Jaime Rosales y «Tiro en la cabeza» traen el debate al lugar de los hechos
E. RODRÍGUEZ MARCHANTE
SAN SEBASTIÁN. El cine de Jaime Rosales busca siempre la cara norte para llegar a la cima, el camino más difícil, el menos transitado, y eso lo convierte en un cineasta de poco tráfico y de público alpinista. Tras sus dos primeras ... obras, «Las horas del día» y «La soledad», y recolectar un indudable prestigio y un cierto interés para el público, se lanza a hacer una película sobre el terrorismo de ETA, muda (o al menos en la que no se oyen los diálogos) y con una cámara tan desapegada y mirona al mismo tiempo que transmite temperaturas contradictorias: frío y calor.

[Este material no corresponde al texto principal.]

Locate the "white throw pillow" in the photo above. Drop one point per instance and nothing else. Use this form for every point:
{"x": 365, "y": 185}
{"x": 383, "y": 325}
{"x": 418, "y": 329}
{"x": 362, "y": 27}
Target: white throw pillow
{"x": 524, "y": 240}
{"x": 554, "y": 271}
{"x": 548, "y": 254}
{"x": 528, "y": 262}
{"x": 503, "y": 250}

«Tiro en la cabeza», que fue presentada en la sección competitiva, se proyectó a la prensa después de que una voz en nombre del Festival leyera un comunicado contra ETA y en solidaridad con las víctimas y los familiares de los últimos atentados terroristas. Desgraciadamente, la película de Jaime Rosales estaba colgada de la más espantosa actualidad. Su proyección deja inevitablemente perplejo al sufrido espectador, pues lo enfrenta otra vez más (ya lo hacía en «Las horas del día») a la transformación de una persona en una bestia. Narra un hecho -unos etarras asesinaron el año pasado a un par de policías jóvenes en Francia-, pero antes nos ofrece una ficción, un generoso, casi profuso, ejercicio de «vigilancia» de un personaje, alguien aparentemente normal, que vive a la luz del día, entre la gente, sin enmascararse ni disfrazarse, que tiene amigos y una amante... El título puede sugerirle dudas al espectador: ¿será quien pone la bala o quien pone la cabeza?... Y de esta duda razonable (es repulsivo, pero exacto, lo que se pueden parecer a cierta distancia el verdugo y su víctima) surge todo un tramo de levísima intriga que le permite a la curiosidad del espectador mojarse algo los labios.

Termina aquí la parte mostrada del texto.